Avec cet unique résultat, au bout du compte, qu'ils cumulent les
deux aliénations et que chacune se renforce par l'autre. Ainsi,
dans certaines psychoses, las d'être insultés tous les jours,
les hallucinés s'avisent un beau matin d'entendre une voix d'ange
qui les complimente; les quolibets ne cessent pas pour autant:
désormais ils alternent avec la félicitation. C'est une défense
et c'est la fin de leur aventure: la personne est dissociée, le
malade s'achemine vers la démence. Ajoutez, pour quelques malheureux
rigoureusement sélectionnés, cette autre possession dont j'ai
parlé plus haut : la culture occidentale. A leur place, direz-vous,
j'aimerais encore mieux mes zars que lAcropole. Bon: vous avez
compris. Pas tout à fait cependant car vous n'êtes pas à leur
place. Pas encore. Sinon vous sauriez qu'ils ne peuvent pas choisir.
ils cumulent.

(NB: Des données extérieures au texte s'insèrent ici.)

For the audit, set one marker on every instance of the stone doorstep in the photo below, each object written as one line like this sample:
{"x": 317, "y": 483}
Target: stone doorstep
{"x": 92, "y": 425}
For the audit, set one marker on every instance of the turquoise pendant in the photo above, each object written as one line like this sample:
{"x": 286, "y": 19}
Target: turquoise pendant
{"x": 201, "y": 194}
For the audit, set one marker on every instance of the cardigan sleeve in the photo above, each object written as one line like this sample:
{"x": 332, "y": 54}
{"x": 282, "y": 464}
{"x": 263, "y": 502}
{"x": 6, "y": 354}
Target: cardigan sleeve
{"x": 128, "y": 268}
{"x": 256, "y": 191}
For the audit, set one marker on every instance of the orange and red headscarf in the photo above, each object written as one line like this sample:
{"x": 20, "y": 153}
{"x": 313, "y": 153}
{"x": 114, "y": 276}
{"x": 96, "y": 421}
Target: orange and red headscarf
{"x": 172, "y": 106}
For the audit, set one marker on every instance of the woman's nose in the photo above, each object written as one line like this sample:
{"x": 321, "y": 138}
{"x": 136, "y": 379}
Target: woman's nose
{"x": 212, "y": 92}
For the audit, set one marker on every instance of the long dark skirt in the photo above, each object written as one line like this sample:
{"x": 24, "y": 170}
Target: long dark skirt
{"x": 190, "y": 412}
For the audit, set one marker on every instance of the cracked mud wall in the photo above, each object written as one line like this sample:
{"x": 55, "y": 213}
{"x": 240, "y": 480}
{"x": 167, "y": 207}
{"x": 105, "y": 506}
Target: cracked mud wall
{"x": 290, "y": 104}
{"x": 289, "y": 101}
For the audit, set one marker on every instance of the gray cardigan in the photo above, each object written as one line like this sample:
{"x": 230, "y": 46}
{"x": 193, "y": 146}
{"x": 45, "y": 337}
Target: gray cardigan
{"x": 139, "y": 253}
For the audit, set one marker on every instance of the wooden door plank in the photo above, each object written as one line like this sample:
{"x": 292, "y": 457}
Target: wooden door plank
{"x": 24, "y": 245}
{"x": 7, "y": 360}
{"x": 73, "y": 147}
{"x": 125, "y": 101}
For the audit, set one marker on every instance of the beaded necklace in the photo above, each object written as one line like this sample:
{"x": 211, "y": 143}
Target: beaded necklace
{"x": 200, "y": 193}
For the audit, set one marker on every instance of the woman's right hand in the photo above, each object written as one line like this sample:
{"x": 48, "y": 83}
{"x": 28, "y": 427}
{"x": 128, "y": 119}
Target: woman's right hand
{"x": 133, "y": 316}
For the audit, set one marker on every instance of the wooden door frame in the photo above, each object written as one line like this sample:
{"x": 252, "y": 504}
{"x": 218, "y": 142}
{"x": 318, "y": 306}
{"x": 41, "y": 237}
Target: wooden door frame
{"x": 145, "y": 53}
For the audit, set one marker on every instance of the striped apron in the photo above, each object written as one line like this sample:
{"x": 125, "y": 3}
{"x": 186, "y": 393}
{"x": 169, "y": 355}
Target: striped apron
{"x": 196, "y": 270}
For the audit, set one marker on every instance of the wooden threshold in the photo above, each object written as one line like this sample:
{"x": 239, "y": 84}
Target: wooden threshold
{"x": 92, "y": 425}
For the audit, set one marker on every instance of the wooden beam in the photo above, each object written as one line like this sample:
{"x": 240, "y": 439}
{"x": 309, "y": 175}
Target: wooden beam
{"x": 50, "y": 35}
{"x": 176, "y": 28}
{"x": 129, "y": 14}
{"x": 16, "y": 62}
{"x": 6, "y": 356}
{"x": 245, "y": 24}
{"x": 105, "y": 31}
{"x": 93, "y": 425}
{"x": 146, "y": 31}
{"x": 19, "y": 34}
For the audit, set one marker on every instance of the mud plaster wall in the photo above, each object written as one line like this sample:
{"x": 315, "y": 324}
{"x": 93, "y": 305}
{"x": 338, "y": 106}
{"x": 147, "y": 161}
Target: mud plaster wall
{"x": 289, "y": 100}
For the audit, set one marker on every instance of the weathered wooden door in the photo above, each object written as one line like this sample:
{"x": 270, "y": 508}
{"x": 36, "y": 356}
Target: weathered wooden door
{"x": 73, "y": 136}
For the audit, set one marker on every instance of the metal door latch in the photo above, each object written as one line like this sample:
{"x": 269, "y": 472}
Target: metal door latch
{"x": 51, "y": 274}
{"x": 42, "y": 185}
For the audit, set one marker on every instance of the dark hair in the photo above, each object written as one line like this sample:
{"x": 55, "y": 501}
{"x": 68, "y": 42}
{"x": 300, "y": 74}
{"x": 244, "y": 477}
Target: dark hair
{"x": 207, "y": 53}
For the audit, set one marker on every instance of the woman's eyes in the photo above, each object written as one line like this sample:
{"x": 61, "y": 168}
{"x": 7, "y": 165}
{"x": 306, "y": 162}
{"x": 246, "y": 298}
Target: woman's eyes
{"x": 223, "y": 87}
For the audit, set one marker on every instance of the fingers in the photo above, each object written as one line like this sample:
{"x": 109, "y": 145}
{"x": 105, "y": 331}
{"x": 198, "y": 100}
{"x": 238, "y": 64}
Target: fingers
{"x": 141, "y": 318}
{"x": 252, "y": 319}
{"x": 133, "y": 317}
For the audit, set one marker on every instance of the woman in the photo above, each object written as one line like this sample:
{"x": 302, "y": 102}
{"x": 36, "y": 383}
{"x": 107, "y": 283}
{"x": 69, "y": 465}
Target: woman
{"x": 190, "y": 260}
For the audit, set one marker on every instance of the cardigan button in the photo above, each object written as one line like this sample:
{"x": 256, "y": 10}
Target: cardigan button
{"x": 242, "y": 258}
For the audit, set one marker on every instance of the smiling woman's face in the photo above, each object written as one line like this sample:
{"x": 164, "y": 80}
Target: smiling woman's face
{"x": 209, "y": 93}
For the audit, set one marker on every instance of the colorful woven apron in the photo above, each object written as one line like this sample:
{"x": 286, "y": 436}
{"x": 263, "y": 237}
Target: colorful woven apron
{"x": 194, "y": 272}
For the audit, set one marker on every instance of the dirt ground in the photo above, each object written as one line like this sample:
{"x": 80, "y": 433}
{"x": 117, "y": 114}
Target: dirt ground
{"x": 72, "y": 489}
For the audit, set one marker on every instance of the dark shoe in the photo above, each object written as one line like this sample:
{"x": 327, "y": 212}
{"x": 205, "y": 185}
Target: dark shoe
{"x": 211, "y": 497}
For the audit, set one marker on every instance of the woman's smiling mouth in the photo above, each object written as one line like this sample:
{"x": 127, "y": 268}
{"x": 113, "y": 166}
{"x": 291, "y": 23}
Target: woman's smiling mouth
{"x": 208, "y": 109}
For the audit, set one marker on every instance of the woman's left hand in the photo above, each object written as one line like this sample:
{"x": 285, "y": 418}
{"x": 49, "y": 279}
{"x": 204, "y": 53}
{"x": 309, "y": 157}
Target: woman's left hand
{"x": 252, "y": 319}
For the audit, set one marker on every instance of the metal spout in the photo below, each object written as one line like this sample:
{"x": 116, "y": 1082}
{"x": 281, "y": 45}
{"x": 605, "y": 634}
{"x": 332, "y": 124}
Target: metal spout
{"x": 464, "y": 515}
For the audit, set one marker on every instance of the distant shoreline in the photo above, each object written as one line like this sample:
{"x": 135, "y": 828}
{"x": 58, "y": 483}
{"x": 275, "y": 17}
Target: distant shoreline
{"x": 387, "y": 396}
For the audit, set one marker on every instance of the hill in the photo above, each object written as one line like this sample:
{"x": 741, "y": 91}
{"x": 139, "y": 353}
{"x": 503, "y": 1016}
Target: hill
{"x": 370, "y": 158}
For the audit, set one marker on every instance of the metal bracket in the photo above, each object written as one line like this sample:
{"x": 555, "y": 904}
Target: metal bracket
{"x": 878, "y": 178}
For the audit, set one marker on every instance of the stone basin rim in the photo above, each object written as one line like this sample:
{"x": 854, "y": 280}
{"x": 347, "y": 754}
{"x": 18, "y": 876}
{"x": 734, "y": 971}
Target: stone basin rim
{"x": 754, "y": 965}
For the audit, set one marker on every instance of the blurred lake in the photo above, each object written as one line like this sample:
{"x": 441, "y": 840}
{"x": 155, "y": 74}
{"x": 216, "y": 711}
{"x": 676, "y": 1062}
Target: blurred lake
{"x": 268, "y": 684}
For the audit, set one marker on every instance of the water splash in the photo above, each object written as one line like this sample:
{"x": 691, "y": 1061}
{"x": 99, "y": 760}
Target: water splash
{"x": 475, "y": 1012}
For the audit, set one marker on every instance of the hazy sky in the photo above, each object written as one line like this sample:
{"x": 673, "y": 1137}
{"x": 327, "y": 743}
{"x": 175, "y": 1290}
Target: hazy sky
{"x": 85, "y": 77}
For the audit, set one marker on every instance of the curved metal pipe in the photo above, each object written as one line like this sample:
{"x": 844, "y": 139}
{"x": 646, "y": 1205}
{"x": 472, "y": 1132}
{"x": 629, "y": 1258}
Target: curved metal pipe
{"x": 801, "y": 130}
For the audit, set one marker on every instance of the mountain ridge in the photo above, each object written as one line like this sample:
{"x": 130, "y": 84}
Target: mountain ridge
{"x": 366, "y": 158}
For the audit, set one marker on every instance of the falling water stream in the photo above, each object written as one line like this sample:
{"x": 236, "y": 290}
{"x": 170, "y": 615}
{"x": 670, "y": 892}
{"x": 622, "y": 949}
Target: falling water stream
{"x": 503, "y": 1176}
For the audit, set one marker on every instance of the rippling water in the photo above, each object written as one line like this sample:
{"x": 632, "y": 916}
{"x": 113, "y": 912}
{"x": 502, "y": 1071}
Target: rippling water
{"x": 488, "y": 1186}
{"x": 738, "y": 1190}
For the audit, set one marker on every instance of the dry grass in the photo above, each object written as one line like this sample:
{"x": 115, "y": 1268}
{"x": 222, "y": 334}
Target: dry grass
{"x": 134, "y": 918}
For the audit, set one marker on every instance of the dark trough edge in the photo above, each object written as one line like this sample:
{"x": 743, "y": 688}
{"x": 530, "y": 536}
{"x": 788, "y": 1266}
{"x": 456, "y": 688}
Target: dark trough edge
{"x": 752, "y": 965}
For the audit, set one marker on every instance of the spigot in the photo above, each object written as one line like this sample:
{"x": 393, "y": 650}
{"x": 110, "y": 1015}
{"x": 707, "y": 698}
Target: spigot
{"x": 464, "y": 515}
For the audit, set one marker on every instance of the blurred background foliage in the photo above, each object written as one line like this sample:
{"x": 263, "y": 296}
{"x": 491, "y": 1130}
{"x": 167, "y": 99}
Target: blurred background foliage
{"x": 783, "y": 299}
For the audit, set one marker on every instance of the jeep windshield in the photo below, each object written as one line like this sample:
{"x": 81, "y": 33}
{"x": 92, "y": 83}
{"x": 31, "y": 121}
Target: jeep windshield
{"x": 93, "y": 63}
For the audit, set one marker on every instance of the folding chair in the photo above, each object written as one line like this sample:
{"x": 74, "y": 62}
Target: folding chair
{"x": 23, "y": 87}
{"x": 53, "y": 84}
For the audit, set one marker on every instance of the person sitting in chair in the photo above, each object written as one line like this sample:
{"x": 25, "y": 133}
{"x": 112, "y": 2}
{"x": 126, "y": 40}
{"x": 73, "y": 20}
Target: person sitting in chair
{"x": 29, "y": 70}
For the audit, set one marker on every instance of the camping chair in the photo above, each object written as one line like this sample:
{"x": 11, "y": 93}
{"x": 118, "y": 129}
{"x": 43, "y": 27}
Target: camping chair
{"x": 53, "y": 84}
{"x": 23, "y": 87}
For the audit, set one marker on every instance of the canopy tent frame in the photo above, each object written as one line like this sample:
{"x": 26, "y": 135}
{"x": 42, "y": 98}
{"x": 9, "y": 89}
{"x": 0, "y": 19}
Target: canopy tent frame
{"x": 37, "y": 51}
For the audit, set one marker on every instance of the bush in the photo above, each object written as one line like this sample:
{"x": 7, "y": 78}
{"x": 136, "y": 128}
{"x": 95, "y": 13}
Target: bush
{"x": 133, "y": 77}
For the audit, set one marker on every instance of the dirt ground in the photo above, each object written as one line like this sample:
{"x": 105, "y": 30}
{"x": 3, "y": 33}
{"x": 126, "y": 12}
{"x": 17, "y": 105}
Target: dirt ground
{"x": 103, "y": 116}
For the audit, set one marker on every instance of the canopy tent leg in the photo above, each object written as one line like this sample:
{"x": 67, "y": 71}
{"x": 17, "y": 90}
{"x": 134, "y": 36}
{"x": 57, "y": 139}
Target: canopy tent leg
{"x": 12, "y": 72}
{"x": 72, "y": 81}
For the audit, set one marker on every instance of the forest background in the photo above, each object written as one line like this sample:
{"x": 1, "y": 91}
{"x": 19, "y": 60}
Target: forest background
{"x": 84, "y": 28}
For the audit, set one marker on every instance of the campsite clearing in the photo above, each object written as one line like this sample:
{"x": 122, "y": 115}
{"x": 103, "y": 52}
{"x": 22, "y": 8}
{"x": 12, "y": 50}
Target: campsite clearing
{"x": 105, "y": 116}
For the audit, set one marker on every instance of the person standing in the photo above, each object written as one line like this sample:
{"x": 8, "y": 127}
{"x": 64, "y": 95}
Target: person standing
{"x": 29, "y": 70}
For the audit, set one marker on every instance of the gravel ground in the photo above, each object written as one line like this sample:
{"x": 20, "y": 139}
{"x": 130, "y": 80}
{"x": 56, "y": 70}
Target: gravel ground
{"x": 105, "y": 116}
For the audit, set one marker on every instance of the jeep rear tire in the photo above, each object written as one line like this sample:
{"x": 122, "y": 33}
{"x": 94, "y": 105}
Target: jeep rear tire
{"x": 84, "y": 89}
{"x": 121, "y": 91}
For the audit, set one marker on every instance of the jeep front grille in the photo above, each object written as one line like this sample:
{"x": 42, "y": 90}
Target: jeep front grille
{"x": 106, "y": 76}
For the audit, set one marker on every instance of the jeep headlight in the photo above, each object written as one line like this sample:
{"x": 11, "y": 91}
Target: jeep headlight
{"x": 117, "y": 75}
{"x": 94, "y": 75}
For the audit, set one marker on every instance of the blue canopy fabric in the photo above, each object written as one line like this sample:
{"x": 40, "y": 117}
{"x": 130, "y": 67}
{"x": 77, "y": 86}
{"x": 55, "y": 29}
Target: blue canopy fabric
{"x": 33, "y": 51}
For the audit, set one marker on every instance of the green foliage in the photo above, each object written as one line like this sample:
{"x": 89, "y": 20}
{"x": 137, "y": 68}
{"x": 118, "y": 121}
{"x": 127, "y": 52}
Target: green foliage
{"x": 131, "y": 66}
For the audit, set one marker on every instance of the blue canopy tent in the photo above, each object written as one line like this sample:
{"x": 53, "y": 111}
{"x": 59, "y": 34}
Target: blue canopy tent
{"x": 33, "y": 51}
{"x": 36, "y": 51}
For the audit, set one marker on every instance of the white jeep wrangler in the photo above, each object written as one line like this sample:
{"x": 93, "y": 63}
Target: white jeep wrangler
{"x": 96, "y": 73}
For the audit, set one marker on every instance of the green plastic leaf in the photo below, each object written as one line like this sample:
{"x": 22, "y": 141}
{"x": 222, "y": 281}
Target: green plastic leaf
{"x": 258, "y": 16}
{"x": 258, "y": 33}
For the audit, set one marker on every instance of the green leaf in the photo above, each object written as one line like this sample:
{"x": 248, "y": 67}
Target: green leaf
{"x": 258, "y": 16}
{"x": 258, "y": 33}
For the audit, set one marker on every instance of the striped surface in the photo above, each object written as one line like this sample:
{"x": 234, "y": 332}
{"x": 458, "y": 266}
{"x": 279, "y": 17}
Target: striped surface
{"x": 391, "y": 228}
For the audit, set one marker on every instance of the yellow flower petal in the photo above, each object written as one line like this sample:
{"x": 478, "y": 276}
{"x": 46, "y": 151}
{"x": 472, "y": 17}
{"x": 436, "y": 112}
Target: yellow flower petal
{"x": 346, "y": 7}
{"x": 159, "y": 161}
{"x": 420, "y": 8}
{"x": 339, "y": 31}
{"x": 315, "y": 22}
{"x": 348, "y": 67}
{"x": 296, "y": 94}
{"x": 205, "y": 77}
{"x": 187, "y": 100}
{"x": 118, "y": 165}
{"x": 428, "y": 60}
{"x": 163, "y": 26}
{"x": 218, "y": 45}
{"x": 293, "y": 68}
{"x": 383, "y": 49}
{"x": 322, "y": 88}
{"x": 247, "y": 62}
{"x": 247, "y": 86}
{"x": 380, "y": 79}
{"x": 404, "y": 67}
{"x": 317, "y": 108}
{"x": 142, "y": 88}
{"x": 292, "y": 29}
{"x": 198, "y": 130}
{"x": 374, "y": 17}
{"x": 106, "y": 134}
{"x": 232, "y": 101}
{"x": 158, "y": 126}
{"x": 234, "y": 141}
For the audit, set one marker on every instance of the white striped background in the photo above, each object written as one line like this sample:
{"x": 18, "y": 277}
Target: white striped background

Deux mondes, ça fait deux possessions : on danse
toute la nuit, à l'aube on se presse dans les églises pour entendre
la messe; de jour en jour la fêlure s'accroît. Notre ennemi trahit
ses frères et se fait notre complice; ses frères en font autant.
L'indigénat est une névrose introduite et maintenue par le colon
chez les colonisés avec leur consentement.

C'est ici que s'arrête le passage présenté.